Telling the children
This was an area that gave us great cause for concern during the years of deciding whether or not to have a family in this way. Questions about how to tell, what to say and how to say it to a child came up frequently. We felt very anxious about “getting it wrong” and then would wonder how to put it right. Our experience has shown us that it’s much less complicated than we’d imagined. We initially gave our daughter very simple information, such as “all families are different, in our family there are two Mummies”. As she got older more details were given in response to her questions, and she led this process. The questions didn’t come all the time but we found all she usually wanted were short and simple answers, and then she would return to what ever she was doing at the time. The book “Our Story” has been invaluable in providing clear information that can then be discussed further once the story is finished. This book sits on her bookshelf for her to pick whenever she wishes. You may also find this and other books you can find on the internet a good starting point. Our Story can be bought from the Donor Conception Network.

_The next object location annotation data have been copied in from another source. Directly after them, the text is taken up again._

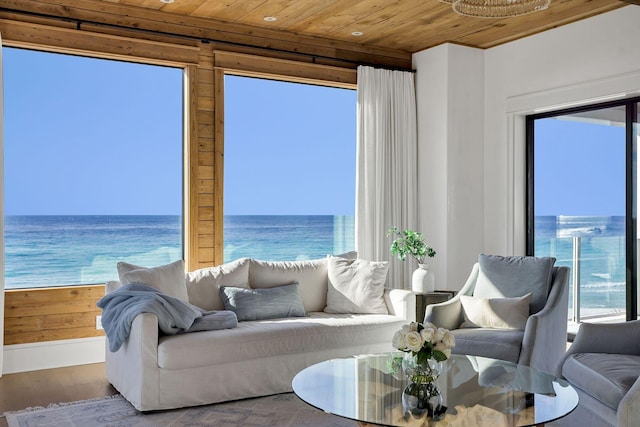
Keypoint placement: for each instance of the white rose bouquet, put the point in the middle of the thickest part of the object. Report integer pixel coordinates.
(424, 341)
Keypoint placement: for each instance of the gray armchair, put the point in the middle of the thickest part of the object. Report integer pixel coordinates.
(603, 365)
(541, 343)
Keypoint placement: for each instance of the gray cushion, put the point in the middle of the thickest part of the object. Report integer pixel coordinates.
(168, 279)
(606, 377)
(503, 344)
(515, 276)
(259, 304)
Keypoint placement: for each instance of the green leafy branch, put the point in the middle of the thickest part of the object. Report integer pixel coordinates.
(409, 242)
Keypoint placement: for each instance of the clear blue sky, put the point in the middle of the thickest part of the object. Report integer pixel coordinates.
(88, 136)
(579, 169)
(290, 148)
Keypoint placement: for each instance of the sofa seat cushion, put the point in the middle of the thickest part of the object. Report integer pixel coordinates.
(275, 337)
(503, 344)
(606, 377)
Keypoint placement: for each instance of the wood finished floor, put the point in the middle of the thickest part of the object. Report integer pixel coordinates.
(41, 388)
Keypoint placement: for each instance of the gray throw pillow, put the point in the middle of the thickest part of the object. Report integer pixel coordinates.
(260, 304)
(515, 276)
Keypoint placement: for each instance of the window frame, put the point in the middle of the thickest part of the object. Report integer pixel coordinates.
(244, 65)
(631, 195)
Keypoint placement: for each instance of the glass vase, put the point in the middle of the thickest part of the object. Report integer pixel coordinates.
(422, 397)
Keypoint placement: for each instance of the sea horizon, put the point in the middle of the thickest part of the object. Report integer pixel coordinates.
(66, 250)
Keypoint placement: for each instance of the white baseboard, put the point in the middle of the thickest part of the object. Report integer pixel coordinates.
(52, 354)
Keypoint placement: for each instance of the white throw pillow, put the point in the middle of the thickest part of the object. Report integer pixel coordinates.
(497, 313)
(168, 279)
(203, 284)
(356, 286)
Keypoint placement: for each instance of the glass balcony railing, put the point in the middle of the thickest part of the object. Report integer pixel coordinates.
(597, 282)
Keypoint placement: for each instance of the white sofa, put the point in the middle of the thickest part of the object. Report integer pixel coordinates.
(257, 358)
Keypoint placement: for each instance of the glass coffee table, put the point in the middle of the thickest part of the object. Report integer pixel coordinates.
(476, 391)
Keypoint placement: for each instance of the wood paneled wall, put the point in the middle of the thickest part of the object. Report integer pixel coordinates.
(51, 314)
(63, 313)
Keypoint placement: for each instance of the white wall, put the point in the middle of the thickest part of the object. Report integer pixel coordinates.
(577, 64)
(473, 200)
(1, 212)
(450, 88)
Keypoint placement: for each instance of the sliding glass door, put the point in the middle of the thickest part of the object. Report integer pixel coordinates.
(582, 203)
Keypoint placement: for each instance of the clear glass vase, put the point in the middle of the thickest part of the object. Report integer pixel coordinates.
(422, 397)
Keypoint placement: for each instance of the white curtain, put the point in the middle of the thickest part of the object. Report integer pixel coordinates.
(386, 175)
(1, 214)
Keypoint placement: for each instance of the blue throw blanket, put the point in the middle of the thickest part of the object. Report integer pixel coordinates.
(175, 316)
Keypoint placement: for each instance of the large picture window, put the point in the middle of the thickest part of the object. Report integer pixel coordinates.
(583, 202)
(93, 167)
(289, 169)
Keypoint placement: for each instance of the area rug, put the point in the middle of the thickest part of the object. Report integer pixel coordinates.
(281, 410)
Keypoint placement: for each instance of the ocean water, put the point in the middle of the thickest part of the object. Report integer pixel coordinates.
(69, 250)
(602, 256)
(42, 251)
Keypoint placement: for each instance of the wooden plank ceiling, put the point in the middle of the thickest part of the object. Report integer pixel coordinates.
(406, 25)
(321, 30)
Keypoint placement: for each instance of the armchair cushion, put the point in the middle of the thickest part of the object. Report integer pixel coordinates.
(515, 276)
(503, 344)
(498, 313)
(606, 377)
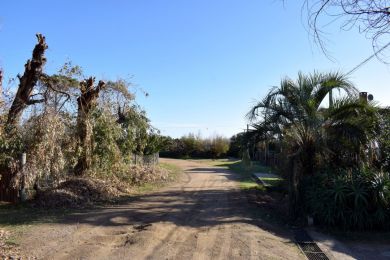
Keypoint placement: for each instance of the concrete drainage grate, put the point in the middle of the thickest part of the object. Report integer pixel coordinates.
(308, 246)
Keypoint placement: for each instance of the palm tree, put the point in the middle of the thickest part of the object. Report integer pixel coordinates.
(310, 134)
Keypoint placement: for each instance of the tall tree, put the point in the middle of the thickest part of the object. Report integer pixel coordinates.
(371, 17)
(27, 82)
(86, 102)
(292, 113)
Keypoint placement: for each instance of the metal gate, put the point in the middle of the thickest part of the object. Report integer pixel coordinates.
(7, 192)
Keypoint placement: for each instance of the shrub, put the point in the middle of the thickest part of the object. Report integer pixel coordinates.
(350, 199)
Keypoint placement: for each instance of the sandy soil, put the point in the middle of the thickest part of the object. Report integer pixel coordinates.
(202, 216)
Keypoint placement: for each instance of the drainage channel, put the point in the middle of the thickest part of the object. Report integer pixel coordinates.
(307, 245)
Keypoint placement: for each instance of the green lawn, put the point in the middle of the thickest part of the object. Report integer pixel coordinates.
(244, 171)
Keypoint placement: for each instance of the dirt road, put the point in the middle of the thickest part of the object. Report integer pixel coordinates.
(203, 216)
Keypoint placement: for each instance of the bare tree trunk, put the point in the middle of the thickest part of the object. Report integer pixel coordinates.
(85, 104)
(293, 193)
(32, 73)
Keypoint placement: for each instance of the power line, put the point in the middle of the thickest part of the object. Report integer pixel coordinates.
(368, 59)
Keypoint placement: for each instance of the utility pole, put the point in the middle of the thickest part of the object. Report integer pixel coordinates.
(1, 86)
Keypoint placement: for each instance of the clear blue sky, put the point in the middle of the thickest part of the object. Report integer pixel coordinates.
(202, 62)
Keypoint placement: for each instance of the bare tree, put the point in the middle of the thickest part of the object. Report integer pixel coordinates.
(27, 82)
(371, 17)
(85, 104)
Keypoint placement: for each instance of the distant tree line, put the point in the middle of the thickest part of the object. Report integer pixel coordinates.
(194, 146)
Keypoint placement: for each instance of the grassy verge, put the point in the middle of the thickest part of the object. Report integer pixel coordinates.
(244, 171)
(173, 173)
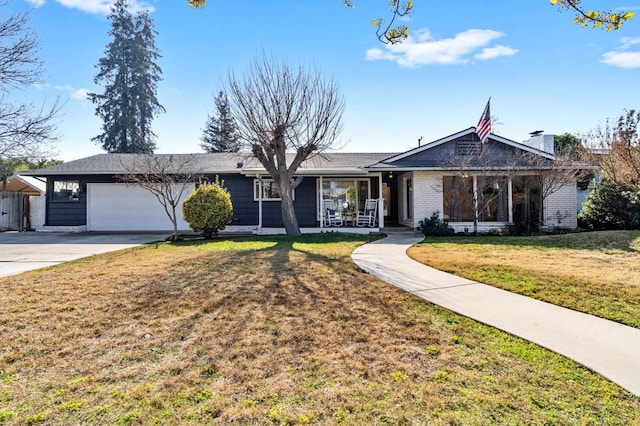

We have never regretted using donor conception to build our family. This is not an easy road to travel and you will face many challenges. The past five and half years of parenting have been rewarding, challenging and tiring! To see our children flourish and grow and to be part of their development is deeply satisfying and we look at them with a great sense of achievement.
If you are considering using donor conception –
Take your time to decide to go ahead. The process of talking it through time and again is a valuable one.
Clarify who is around to support you through all of this, and consider a support group or counselling. A person in that role can really help you deal with your feelings.
Be proud of who you are and what you are doing.
Good luck with everything and feel free to use the Donor Conception Network for support.